When during Certificate.Verify an unknown AlgorithmIdentifier is encountered and the UnknownAlgorithmVerifier field is set, Certificate.Verify will call UnknownAlgorithmVerifier to verify the signature.

Notes:

1. We need access to the public key. Presently Certificate.PublicKey is not set when the AlgorithmIdentifier is unknown during parsing. Instead, we can set Certificate.PublicKey to &publicKeyInfo{...}. This might trip up users that assume PublicKey is nil in case of an unknown algorithm. (Are there any?)
2. Technically, the public key is an asn1.BitString.

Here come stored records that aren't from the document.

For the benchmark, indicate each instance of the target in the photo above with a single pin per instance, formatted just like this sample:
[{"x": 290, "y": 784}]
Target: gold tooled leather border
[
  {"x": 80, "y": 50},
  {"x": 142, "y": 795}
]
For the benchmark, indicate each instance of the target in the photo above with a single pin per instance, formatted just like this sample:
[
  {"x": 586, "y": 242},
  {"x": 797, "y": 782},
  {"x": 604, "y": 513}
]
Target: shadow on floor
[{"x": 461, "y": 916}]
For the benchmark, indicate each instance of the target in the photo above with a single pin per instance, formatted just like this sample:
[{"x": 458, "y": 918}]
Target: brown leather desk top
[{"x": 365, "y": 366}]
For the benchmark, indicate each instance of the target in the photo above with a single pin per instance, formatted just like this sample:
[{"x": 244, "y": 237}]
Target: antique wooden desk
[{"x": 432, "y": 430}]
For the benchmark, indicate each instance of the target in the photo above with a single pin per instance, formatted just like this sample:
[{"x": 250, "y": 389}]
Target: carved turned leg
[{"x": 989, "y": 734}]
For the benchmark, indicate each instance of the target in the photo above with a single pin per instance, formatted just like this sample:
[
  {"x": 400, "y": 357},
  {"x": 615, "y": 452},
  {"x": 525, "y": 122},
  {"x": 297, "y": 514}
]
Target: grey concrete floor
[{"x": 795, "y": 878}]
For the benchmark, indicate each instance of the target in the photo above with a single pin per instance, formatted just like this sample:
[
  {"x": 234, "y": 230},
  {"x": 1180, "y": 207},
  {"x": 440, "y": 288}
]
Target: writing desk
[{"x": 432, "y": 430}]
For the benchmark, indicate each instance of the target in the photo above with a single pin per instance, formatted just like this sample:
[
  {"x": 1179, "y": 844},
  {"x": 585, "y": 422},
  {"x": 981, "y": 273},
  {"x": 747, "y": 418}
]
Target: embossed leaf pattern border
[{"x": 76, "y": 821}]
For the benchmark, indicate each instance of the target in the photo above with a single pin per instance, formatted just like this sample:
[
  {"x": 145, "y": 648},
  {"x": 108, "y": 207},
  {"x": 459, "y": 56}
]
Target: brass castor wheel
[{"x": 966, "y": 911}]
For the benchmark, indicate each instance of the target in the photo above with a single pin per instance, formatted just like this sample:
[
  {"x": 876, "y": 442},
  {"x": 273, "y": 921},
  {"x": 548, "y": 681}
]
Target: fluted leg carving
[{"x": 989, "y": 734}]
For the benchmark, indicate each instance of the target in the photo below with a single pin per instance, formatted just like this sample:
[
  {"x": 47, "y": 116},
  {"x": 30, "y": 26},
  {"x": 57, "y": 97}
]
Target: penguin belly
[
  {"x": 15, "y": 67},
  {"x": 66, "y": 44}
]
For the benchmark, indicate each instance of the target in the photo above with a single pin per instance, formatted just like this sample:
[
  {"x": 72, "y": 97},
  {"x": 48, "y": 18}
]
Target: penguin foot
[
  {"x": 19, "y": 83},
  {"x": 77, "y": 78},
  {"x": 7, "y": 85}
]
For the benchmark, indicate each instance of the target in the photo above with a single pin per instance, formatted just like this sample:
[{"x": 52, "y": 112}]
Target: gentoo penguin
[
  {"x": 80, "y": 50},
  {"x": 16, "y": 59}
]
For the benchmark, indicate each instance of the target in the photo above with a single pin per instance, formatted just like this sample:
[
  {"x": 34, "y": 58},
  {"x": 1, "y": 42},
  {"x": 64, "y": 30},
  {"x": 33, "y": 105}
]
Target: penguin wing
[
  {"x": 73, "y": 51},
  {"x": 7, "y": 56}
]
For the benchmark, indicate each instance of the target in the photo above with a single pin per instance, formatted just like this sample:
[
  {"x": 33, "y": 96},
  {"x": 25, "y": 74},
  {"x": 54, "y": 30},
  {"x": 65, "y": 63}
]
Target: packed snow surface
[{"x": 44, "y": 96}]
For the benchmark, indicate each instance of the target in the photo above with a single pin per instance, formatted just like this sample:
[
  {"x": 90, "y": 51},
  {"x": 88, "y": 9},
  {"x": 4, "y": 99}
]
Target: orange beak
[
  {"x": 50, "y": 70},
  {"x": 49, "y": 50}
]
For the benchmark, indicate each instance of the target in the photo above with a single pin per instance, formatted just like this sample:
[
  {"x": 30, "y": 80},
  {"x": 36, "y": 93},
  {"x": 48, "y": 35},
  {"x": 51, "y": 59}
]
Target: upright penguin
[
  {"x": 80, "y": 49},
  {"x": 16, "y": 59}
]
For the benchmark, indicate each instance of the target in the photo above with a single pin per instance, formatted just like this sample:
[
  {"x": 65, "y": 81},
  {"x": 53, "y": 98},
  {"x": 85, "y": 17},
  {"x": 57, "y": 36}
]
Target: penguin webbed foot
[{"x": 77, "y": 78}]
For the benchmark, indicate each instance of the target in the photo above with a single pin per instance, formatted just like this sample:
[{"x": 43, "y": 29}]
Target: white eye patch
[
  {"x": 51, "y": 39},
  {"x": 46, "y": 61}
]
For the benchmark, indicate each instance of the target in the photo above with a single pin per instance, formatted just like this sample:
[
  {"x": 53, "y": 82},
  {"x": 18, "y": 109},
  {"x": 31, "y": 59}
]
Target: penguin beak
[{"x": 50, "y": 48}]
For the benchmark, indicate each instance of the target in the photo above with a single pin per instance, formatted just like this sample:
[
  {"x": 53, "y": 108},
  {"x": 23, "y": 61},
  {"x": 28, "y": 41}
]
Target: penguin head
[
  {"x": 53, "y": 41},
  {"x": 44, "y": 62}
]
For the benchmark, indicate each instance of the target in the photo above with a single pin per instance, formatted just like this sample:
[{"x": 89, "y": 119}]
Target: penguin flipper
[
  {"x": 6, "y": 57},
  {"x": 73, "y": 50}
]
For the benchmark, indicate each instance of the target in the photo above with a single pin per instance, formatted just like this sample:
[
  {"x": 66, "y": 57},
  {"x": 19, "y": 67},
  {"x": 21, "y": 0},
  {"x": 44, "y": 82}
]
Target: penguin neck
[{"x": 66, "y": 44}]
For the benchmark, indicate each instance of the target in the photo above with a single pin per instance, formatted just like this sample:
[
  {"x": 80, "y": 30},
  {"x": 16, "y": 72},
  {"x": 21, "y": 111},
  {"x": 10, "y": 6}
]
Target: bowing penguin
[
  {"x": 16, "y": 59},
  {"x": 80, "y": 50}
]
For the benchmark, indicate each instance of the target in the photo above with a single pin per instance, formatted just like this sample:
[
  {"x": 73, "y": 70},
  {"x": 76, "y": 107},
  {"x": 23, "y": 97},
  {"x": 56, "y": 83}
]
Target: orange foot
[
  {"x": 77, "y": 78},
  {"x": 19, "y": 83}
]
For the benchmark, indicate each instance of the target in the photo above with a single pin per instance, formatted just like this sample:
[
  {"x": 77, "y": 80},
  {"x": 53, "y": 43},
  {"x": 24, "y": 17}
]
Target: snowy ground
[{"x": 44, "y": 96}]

I do not know of any post-quantum signature scheme whose public keys aren't simply byte strings, and I do not expect them in the future. For simplicity, I'd say we'd only support byte strings.
3. Similarly, all post-quantum signature schemes so far do not use parameters, but only an OID. We could simplify matters a bit more by passing an asn1.ObjectIdentifier instead of a pkix.AlgorithmIdentifier.

Example usage:

package main

import (
        "crypto/x509"
        "crypto/x509/pkix"
        "encoding/asn1"
        "encoding/pem"
        "errors"
        "fmt"
        "github.com/cloudflare/circl/sign/schemes"
        "os"
)

func loadCert(path string) (*x509.Certificate, error) {
        raw, err := os.ReadFile(path)
        if err != nil {
                return nil, fmt.Errorf("ReadFile(%s): %w", path, err)
        }
        block, _ := pem.Decode(raw)
        if block == nil {
                return nil, fmt.Errorf("pem.Decode(%s) failed", path)
        }
        return x509.ParseCertificate(block.Bytes)
}

func main() {
        dsaCert, err := loadCert("ML-DSA-44.crt")
        if err != nil {
                panic(err)
        }
        kemCert, err := loadCert("ML-KEM-512.crt")
        if err != nil {
                panic(err)
        }

        roots := x509.NewCertPool()
        roots.AddCert(dsaCert)
        _, err = kemCert.Verify(x509.VerifyOptions{
                Roots: roots,
                UnknownAlgorithmVerifier: func(alg pkix.AlgorithmIdentifier,
                        signed, signature, pk []byte) error {
                        if !alg.Algorithm.Equal(asn1.ObjectIdentifier{2, 16, 840, 1, 101, 3, 4, 3, 17}) {
                                return errors.New("unsupported scheme")
                        }
                        scheme := schemes.ByName("ML-DSA-44")
                        ppk, err := scheme.UnmarshalBinaryPublicKey(pk)
                        if err != nil {
                                return err
                        }
                        if !scheme.Verify(ppk, signed, signature, nil) {
                                return errors.New("invalid signature")
                        }
                        return nil
                },
        })
        if err != nil {
                panic(err)
        }
}

Comment From: gabyhelp

Related Code Changes

• crypto/x509: Add VerifyOptions.UnknownAlgorithmVerifier
• crypto/x509: hint that algo was not compiled in

_{(Emoji vote if this was helpful or unhelpful; more detailed feedback welcome in this discussion.)}

Comment From: mateusz834

When should happen when UnknownAlgorithmVerifier is set and VerifyOptions.Roots is nil (System CAs). I am thinking about platform verifiers.

Comment From: mateusz834

What if crypto/x509 at some point adds support for some unsupported algorithm, with this API i think we can consider that as a breaking change (UnknownAlgorithmVerifier no longer called, because it is now supported).

Comment From: mateusz834

We need access to the public key. Presently Certificate.PublicKey is not set when the AlgorithmIdentifier is unknown during parsing. Instead, we can set Certificate.PublicKey to &publicKeyInfo{...}. This might trip up users that assume PublicKey is nil in case of an unknown algorithm. (Are there any?)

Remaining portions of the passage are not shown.